Blu-ray Review: U Turn (1997)

Cinema has always been my go-to means of escapism and during the middle of a four-day stint of painfully slow internet speeds, Oliver Stone’s U Turn was the perfect detour thanks to its recent arrival on DVD & Blu-ray from Shock Entertainment. Sean Penn heads up a stacked cast as slick drifter, Bobby Cooper, who’s on the road to pay off his gambling debt to Vegas gangsters when his car breaks down, leaving him stranded in Superior, Arizona.

Often when we get ourselves in a negative mindset, born of stress and frustration, something as innocuous as a cold Dr. Pepper can be an ordeal. Bobby enters the ironically named town with a similar attitude and barely an ounce of patience, but it soon becomes apparent that he’s stepped into a microcosm of sorts, an ‘island of misfit toys’ if you like. The seemingly lawless community is our hero’s biggest detriment, which trickles all the way down to a grease-covered Billy Bob Thornton as sole mechanic Darrell, who dictates “company policy” to serve his own interests. Nevertheless, the sight of the town temptress played by Jennifer Lopez sets the rather haywire plot into motion, involving sex, money and murder. Much like many traditional neo-noir films, the protagonist generally has a handle of things despite the lure of a ‘dame to kill for’. However, in Bobby’s case, we learn that his reckless behaviour has landed him in a world of trouble leading to what one could surmise as a self-induced purgatory within Superior’s aura of confined chaos. His only source of advice or wisdom comes from a blind war veteran played by an unrecognisable Jon Voight, who somehow appears immune to the environment. As mentioned above, U Turn does indeed boast a stacked cast with Nick Nolte as wealthy and equally psychotic business owner Jake McKenna, opposite the complacent Sheriff Potter played by the late Powers Boothe, who are the film’s most sinister characters. Last but certainly not least, however, are Claire Danes and Joaquin Phoenix as time-warp couple Jenny and the rebellious Toby N. Tucky, who serves more like a constant annoyance to Bobby whilst on his quest to escape.


High contrast, intense image clarity and an abundance of film grain give U Turn a razor-sharp edge while emphasising the harsh desert climate of Arizona. High definition enables these visual qualities to thrive and coexist perfectly. I can’t imagine the film looking any better on Blu-ray and I think any Ultra HD upgrade would prove to be a step backwards. Unlike many of Shock Entertainment’s previous releases we have the option of two audio tracks, Dolby 2.0 & 5.1 on a region B encoded disc. While they’re not instantly distinguishable, I’m sure fans of the film’s soundtrack will appreciate the immersive 5 channel output.

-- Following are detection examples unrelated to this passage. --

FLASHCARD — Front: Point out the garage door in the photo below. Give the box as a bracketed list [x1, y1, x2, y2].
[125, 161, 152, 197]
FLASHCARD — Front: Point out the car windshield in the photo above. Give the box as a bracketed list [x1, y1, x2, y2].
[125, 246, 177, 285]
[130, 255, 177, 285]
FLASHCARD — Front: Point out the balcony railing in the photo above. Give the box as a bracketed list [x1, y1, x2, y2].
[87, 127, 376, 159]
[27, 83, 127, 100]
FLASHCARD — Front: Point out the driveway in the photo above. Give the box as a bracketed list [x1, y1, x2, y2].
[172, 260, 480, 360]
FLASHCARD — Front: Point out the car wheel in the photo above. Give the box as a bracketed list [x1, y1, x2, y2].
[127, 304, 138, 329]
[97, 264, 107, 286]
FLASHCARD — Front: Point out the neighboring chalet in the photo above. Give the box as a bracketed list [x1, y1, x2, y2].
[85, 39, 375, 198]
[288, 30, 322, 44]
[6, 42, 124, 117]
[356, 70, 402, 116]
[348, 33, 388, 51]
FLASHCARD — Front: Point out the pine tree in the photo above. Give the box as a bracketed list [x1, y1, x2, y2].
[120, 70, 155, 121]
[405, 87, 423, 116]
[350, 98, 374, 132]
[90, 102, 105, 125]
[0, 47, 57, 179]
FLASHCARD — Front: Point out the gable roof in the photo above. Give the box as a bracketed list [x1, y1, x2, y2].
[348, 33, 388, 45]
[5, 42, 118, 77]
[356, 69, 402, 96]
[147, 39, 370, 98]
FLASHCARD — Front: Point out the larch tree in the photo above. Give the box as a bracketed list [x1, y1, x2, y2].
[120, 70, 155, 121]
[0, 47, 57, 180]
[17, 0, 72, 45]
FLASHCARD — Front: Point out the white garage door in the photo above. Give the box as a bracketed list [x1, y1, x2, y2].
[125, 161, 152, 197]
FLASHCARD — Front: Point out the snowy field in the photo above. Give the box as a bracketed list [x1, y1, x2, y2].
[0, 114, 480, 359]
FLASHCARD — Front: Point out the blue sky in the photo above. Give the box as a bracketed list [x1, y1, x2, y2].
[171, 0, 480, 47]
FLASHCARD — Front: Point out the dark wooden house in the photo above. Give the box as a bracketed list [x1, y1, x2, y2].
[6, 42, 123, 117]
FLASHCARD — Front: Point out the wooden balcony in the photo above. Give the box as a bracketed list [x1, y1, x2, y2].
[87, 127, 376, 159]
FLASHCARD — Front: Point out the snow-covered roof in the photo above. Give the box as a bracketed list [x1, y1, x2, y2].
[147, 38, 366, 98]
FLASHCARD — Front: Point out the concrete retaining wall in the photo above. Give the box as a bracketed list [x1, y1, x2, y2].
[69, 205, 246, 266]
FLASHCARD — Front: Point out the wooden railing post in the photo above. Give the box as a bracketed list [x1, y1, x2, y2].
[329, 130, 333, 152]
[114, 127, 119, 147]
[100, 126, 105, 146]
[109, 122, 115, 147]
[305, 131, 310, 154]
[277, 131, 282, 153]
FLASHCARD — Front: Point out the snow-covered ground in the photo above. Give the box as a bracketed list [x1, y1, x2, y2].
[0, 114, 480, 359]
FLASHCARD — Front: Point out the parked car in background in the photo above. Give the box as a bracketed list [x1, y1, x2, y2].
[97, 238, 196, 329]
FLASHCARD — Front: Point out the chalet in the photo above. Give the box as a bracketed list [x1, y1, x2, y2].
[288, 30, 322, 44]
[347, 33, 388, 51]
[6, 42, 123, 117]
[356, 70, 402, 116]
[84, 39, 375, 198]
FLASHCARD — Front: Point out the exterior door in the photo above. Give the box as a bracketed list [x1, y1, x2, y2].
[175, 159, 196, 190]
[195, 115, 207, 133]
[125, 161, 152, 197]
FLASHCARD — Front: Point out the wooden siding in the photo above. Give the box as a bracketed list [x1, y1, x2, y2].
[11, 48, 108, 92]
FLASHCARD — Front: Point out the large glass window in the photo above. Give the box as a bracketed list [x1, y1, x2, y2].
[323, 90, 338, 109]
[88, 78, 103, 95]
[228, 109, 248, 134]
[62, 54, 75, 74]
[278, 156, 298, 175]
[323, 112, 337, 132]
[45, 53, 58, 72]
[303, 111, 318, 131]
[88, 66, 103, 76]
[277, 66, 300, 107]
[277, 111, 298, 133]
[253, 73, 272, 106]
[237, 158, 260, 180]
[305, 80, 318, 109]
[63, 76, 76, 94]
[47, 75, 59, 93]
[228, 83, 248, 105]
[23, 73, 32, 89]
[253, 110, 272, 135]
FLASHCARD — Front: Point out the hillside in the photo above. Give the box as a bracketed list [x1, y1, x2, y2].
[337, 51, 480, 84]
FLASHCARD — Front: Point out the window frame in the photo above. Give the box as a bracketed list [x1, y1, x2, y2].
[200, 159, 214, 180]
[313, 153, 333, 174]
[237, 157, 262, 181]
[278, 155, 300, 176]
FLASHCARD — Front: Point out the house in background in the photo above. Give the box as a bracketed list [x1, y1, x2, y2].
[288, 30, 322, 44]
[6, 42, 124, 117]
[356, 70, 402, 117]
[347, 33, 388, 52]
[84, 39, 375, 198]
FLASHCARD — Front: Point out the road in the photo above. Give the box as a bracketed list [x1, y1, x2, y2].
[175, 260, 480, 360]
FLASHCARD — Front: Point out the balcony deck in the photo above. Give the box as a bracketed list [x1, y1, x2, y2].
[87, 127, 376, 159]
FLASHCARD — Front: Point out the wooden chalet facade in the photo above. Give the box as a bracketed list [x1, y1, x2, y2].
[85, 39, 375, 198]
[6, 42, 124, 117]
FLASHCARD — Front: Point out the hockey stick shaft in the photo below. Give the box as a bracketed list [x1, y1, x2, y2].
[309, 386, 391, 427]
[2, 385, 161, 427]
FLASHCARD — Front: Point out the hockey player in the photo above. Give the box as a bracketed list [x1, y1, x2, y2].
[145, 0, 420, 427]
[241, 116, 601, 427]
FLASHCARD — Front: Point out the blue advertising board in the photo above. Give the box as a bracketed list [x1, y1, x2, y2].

I feel that U Turn would have been better suited to Shock’s sub-label of Cinema Cult due to the film’s gritty style and nature, plus the well-earned R rating. It’s not Oliver Stone’s most cohesive film, but stands firm next to the likes of Natural Born Killer. So as Flo the waitress, played effortlessly by Julie Hagerty, politely told our weary hero, “Now you can fuckin’ take it, or you can fuckin’ leave it.”